Let me tell you about my history with snowblowers… Around 2000 I got a used snowblower from a rummage sale. It was corded, but I had extension cords, so I wasn’t too worried. The seller let me plug it in and test it. It worked! and it was like $15 so I got it.
The first time I tried to use it I went out to the garage, tried to fire it up, and it wouldn’t run. Dead. I took it in the house to work on it in the basement, and no luck. I let it sit in the basement, went outside and shoveled for hours, and tried it later in the day (still in the basement) and it worked fine! After much investigation I discovered it didn’t work well in cold weather. Yeah, a snowblower that didn’t like the cold. I kept it in the basement and used it occasionally but to be honest it was small and under-powered, and I got sick of extension cords.
Fast forward to 2013, new house, new places to blow snow away from, including the section between the garage and the alley, and part of the alley.

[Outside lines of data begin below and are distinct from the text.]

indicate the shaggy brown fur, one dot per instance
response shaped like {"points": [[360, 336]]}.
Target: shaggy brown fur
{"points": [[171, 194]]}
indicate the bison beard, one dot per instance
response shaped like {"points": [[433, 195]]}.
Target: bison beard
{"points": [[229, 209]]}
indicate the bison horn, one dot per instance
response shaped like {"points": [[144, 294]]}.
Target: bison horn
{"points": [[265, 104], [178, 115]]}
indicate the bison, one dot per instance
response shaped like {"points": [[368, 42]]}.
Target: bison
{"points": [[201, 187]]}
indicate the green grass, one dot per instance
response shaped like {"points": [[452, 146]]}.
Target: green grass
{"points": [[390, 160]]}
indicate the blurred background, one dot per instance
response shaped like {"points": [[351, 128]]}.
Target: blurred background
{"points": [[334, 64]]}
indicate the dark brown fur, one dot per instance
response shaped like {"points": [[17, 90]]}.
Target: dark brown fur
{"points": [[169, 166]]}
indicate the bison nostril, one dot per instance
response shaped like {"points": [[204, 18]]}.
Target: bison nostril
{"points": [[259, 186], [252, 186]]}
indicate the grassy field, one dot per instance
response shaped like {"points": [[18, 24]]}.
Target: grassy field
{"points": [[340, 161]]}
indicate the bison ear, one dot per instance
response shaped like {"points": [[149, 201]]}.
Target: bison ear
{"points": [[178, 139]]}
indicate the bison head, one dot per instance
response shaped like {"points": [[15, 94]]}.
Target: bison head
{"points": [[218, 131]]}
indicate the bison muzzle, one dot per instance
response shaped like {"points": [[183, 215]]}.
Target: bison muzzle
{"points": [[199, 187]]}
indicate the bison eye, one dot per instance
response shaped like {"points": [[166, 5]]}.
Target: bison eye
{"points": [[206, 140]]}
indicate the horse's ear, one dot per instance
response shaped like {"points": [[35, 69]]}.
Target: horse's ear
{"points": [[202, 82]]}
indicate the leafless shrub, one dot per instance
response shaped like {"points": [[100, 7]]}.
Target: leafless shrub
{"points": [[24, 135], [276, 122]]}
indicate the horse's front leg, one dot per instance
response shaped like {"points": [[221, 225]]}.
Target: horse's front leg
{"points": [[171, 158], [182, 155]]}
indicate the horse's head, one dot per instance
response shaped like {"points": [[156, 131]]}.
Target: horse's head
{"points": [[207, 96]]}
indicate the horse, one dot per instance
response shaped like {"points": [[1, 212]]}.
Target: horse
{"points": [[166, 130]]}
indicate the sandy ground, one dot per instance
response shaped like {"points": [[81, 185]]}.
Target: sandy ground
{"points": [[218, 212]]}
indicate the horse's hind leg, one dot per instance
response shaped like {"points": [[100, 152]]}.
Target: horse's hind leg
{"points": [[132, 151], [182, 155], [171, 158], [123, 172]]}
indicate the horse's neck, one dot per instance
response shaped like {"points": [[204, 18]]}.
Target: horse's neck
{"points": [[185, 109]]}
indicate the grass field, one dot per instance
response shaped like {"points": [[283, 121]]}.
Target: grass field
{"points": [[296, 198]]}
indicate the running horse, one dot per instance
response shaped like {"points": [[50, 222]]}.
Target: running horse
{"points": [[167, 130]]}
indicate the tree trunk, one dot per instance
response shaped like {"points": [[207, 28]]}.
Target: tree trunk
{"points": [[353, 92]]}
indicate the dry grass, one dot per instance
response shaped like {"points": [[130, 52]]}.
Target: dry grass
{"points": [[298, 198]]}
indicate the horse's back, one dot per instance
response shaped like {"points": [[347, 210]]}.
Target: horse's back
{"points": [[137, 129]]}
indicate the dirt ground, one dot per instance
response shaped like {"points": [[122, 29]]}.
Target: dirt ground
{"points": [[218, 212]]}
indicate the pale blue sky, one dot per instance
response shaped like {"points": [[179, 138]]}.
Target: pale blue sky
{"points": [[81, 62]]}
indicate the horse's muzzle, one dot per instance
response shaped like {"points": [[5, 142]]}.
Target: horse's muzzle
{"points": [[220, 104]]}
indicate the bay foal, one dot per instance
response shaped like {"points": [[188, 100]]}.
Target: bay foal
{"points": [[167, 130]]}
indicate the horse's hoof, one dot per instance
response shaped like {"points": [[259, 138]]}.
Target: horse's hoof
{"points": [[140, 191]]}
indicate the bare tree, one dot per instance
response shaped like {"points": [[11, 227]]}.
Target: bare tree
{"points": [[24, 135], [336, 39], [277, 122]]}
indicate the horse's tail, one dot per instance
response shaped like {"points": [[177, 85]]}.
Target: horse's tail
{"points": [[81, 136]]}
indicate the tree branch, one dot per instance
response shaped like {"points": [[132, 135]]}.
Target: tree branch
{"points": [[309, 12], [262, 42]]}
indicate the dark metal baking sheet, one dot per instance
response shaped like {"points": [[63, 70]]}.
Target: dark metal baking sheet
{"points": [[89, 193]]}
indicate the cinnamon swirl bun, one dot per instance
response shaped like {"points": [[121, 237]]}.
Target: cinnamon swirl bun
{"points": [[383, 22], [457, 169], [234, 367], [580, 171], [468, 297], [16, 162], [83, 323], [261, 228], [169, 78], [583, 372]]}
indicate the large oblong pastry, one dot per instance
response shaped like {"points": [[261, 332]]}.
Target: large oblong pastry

My family has a way of saving old things, even when they get a new one, so someone got a new snowblower and gave me the old one, which was a monster of a blower that my grandfather used to own. This one too, sucked instead of blowed. It was gas powered, but had an electric start, and despite being a large metal beast, seemed to die a lot in heavy snowfall. It also didn’t like to start. And worst of all, I had to pull my car out of the garage just to get it out of the garage. I gave it away last year…
So instead of using a 20 or 30 year old snowblower that uses gas, and oil, and filters, and all the things I hate, I got an electric snowblower that uses a 40 volt Lithium battery. Battery technology has improved tremendously over the past decades and if I can avoid gas engines and extension cords, I’m all for it.
We now have a G-MAX 40V 20-Inch Cordless Brushless Snow Thrower. I got to use it today and it worked. Cutting the first path took a bit of time, but with a 20 to 40 percent step-over, it did a good job with 15 centimeters of snow. The 4 amp-hour battery was enough to do the sidewalk and most of my two neighbor’s sidewalks, but it ran out of juice before I could do the alley, so I went in the house, charged it to about half-charge while I had breakfast, then did the alley.
I should note that I specifically wanted a “small” blower, and the 20″ model allows me to maneuver it around the cars in the garage with ease. This means I don’t have to move a car into the snow covered alley to clean the alley. It’s a win in my book. It’s also mostly plastic so it’s easy to lift if I do have to carry it, which came in handy getting down the steps to the sidewalk.
This is not a blower that will have you powering through deep snow at a fast walking pace, you’re going slow, or your knocking your step-over rate down quite a bit after the first path, but for the size of it, that’s understandable. I don’t have a 50 foot driveway or the space for a large monster blower, so I’m happy with what we’ve got now… it’s better than shoveling, because to be honest, I’m gettin’ too old for that shit.
I’ll probably get another 4 amp-hour battery, just so I don’t have to recharge mid-job, and with two spare 40 volt batteries in the summer, I may see if I can run my 36 volt Neuton lawn mower with them as well.